Low vision occurs with loss of eyesight, which makes it difficult to accomplish everyday tasks.

Low vision is a loss of eyesight that makes everyday tasks difficult, such as reading, watching television, driving a car, or recognizing faces. Total blindness is very unusual and most patients can maintain their independence and perform many of their former visual tasks with assistance and flexibility. When vision cannot be improved sufficiently with glasses, medications, laser, or surgery, we attempt to help patients get the best use of their remaining vision. Depending on the degree and pattern of visual loss, patients may benefit from visual or non-visual aids.
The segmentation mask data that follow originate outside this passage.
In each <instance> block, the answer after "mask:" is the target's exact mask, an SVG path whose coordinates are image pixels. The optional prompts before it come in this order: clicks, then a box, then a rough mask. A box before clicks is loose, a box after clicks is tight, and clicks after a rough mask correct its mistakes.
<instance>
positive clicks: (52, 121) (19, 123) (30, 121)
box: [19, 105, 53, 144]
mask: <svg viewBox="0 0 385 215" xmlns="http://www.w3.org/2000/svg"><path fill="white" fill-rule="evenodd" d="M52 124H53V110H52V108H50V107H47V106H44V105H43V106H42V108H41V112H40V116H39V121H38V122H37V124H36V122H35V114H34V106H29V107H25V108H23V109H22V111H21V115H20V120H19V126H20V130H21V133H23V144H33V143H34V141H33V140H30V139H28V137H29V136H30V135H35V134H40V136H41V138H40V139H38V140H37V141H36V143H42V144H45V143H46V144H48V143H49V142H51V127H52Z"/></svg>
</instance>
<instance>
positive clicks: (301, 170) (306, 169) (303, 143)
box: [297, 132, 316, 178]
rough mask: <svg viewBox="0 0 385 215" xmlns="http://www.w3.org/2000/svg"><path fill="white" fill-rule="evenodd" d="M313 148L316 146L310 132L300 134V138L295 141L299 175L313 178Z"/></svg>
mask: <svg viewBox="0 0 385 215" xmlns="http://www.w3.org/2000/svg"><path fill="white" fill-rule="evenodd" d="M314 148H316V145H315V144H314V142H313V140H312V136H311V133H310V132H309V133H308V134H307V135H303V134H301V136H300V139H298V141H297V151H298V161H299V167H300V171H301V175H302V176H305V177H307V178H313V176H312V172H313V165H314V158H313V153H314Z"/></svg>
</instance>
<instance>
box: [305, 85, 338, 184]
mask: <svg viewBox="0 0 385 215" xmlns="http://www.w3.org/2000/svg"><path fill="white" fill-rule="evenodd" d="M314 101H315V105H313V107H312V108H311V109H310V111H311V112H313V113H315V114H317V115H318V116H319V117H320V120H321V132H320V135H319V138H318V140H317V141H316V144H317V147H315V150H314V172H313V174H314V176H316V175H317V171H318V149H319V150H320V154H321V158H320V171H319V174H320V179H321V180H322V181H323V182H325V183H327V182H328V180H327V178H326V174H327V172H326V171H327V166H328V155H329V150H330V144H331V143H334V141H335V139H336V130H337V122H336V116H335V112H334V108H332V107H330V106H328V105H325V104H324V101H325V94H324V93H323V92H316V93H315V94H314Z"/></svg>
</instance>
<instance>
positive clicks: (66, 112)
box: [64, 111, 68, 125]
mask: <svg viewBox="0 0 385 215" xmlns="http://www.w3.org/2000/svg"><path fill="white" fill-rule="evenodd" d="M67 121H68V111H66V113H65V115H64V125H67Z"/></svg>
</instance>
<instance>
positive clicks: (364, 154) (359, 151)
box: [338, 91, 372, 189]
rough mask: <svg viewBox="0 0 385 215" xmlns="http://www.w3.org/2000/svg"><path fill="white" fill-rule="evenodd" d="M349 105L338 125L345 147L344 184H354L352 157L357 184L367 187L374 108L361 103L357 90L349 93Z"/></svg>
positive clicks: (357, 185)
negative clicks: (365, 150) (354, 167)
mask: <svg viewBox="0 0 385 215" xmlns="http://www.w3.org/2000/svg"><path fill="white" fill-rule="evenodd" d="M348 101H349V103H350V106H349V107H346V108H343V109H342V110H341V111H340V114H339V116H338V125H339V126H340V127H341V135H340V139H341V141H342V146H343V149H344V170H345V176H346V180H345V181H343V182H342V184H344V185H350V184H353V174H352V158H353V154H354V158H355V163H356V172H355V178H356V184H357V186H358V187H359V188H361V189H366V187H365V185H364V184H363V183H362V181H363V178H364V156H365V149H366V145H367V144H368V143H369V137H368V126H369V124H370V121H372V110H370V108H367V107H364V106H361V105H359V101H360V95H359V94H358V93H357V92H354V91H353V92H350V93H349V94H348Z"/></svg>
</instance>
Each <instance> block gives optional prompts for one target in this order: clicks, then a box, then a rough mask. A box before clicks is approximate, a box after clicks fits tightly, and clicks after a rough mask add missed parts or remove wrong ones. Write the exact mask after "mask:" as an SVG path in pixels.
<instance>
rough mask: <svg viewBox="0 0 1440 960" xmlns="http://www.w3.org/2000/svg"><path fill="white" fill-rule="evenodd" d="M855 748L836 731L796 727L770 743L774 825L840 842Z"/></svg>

  • Patterns of Visual Loss

    ● Fine central vision.● Side vision.● Contrast sensitivity.● Night vision.● Peripheral vision.● Color vision.When visual loss is severe in both eyes, patients may experience visual illusions of the Charles Bonnet Syndrome that should not be confused with dementia, hallucinations or dementia.

  • Low Vision Treatment

    Low Vision may be treated with bright lightings, optical or electronic aids. Different solutions are recommended by low vision specialists depending on the patient's vision, needs and abilities. Losing vision does not mean giving up your activities, but it may require new ways of doing them. The average patient requires 3 or 4 devices to perform most activities. When optical magnifiers do not work, electronic aids such as a CCTV, Kindle® or iPad® may be helpful. Sometimes it is just easier to use talking books. There are numerous programs available for smartphones. Some cases are referred to low vision specialists. If peripheral vision is limited then ambulatory training will be suggested. An occupational therapist, experienced in working with low vision patients, can come to your home to assist you in organizing your activities and address your needs.

  • Legal Blindness

    Patients may be classified legally blind if they have less than 20/200 best corrected visual acuity with both eyes together or limited visual fields. Most patients who are legally blind are still able to do most activities of daily living with their existing vision. Being classified as legally blind will result in the loss of your driver's license but may entitle you to a free low-vision evaluation and a Federal Tax Deduction. You can get a New York License for identification purposes. The Retina Group of New York can file this paperwork.